I walked to the front door and entered the room.

She stood and knocked against the table, toppling a saucer to the floor. “Nicholas,” she said.

“What are you doing here?” I asked, spreading my arms.

She moved so that the ladder-back chair was between us. “It is my own,” she said.

“What do you mean it is your own?” I asked, taking another step.

She put her hands on the top rung of the chair. A deep flush, in competition with her pink collar, rose to her cheeks. “It is mine.”

“Etna,” I said, “I do not understand you.”

“I own this cottage,” she said.

She owned this cottage? That simply wasn’t possible. I took a step toward her. She gripped the chair rung but held her ground. “What are you talking about?” I asked.

“I bought it,” she said.

I listened as if to a foreign language I had neglected to study.

“With what?”

A sudden, if faint, sheen of perspiration popped up on her forehead. “I inherited a painting,” she said.

“Then there was a painting,” I said.

“Yes.”

“You lied to me.”

“How did you find me?” she asked.

“I followed you,” I said. “Yesterday.” I threw off my hat, heedless of where it landed. “I never saw a Claude Legny.”

“It was in the attic of my sister’s house,” Etna said. “She brought it to me, at my request, last year.”

“Last year? How long have you owned this?”

“Since January.”

I tried to think. That was eleven months ago! “You have been coming here all this time?”
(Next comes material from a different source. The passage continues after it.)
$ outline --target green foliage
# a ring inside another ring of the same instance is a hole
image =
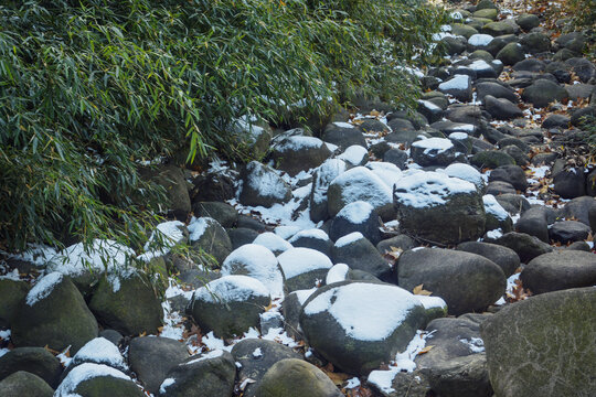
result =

She didn’t answer, but she didn’t need to. The answer was plain enough in the domesticity of the scene, the tidied garden at the side of the cottage. She had come to this place in the winter, when snow was all around, and in the spring, when someone had planted phlox by the side of the house. She had come here all during the summer and the early fall, when I had walked beneath the fiery canopy of Wheelock Street. Did the children know about this? Had they ever been here?

I stepped farther into a room that was perhaps twenty feet long and thirty feet wide. As I did so, I noted objects I hadn’t seen the day before: a dress form in the corner, books in shelves under a window, a Chinese grass chair. Under the chandelier, there was a small Persian rug. An area near the kitchen was covered with linoleum. On the shelf over the kitchen sink, there was a glass jar of sugar. I looked up at the ceiling.
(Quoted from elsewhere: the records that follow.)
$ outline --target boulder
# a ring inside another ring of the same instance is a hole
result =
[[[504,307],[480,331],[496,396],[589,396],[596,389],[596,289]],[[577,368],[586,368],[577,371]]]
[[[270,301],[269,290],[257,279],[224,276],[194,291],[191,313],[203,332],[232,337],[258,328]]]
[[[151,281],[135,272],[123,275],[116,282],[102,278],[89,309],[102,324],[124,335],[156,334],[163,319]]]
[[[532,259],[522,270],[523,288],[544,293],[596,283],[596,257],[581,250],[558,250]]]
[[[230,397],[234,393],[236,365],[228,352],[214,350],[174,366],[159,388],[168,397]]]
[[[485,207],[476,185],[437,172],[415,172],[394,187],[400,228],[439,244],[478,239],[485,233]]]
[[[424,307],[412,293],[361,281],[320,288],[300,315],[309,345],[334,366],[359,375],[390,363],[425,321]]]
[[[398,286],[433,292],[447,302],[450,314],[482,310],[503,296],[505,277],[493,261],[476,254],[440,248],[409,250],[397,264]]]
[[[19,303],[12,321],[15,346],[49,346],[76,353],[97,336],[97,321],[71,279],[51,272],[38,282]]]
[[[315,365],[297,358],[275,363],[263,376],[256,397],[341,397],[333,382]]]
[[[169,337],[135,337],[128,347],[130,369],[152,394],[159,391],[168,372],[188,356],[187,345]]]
“The chandelier,” I said. “You lied about that as well. The day the bill came.”

Etna’s grip tightened on the chair.

“You are my wife,” I said.

“I have been a good wife,” she said.

“A good wife with a secret.”

She bent to pick up the pieces of the saucer. “It did you no harm,” she said.

“No harm?” I asked incredulously. “No harm?”

She stood, the china shards in her hand.

“What do you do here?” I asked, gesturing to include the entire room.

“I do …” She looked all around her. “I read. I sew. I write.”

“Does anyone else know of this?”

“No,” she said. “Does anyone come here? A lover?”

“No,” she said again, seemingly shocked at the suggestion. “Of course not.”

I put my hand to my forehead, as if in doing so, I might be better able to think. “How can I believe anything you say?”

But, in truth, I did believe her. I believed — and still do — that on that day she told me the entire truth; that, in fact, the experience was akin to a sudden torrent of tears — liberating for her and full of relief.

“You have had me all these years,” Etna said quietly. “You have had the children. I have given you a home. I have been faithful. I have been dutiful.”